# Safety blog



## ruinexplorer (May 16, 2019)

Gig Gear has just started a safety blog on their website. So far, one article on safety, but I hope they keep it up. While most of us don't always think about the way we lift things, it doesn't take much to get seriously injured. 

I personally was out of work for several weeks due to a back injury (lift and twist). It was something that I had probably done thousands of times, but it just took one time to screw up my back for life. 

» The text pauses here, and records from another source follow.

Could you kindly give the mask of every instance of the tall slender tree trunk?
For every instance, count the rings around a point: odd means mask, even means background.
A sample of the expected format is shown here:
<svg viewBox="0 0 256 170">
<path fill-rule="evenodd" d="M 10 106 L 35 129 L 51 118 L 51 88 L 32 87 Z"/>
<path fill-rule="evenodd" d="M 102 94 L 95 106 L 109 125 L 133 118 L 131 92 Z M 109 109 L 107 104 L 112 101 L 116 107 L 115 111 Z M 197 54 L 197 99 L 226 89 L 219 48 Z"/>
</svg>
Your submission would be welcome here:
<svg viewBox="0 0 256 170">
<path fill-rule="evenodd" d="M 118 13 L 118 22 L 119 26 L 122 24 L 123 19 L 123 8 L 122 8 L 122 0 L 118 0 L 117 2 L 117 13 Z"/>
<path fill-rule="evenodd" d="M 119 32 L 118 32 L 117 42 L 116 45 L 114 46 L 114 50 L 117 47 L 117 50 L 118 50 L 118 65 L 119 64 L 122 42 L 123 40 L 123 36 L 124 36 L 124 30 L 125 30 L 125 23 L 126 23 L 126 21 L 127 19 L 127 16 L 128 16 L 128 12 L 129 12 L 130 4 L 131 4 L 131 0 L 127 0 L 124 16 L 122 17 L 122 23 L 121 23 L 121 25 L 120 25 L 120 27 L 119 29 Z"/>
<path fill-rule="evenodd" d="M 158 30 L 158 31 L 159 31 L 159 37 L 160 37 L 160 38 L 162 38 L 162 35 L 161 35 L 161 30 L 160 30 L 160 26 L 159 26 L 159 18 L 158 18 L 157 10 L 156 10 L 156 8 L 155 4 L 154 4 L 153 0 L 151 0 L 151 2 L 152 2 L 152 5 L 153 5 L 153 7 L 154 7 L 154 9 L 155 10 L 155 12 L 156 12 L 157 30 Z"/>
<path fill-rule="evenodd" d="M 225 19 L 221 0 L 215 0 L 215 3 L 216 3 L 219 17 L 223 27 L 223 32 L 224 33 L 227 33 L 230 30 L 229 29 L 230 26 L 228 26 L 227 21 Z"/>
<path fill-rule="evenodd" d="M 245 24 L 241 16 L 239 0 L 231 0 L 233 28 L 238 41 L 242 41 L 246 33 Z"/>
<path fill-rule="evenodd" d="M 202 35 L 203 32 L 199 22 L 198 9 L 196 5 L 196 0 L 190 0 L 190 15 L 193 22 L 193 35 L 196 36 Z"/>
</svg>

Just a reminder to stay safe out there.


----------



## What Rigger? (May 17, 2019)

This showed up in my FB feed the other day, and I need to read it. The basic body mechanics matter, and it does need to become a higher priority thing industry wide.
Thanks for the heads up, guy!


----------



## ruinexplorer (May 17, 2019)

Yeah, you definitely don't want to screw up your back. It sucks. I was so bored while recovering. Plus, the doctors say that I will never be back to 100%.


----------



## Debra P. Holmes (May 22, 2019)

I found a book while looking for safety information for my Stagecraft class. I found this amazing book - The Health and Safety Guide for Film, TV, and Theater by Monona Rossol. (I found it on Amazon - https://www.amazon.com/dp/1581158629/?tag=controlbooth-20) It talks about all of the osha regulations that apply to theatre and tons of other wonderful information, as well. The author is a chemist, artist, and industrial hygienist. I emailed her, too, she's really quite lovely.


----------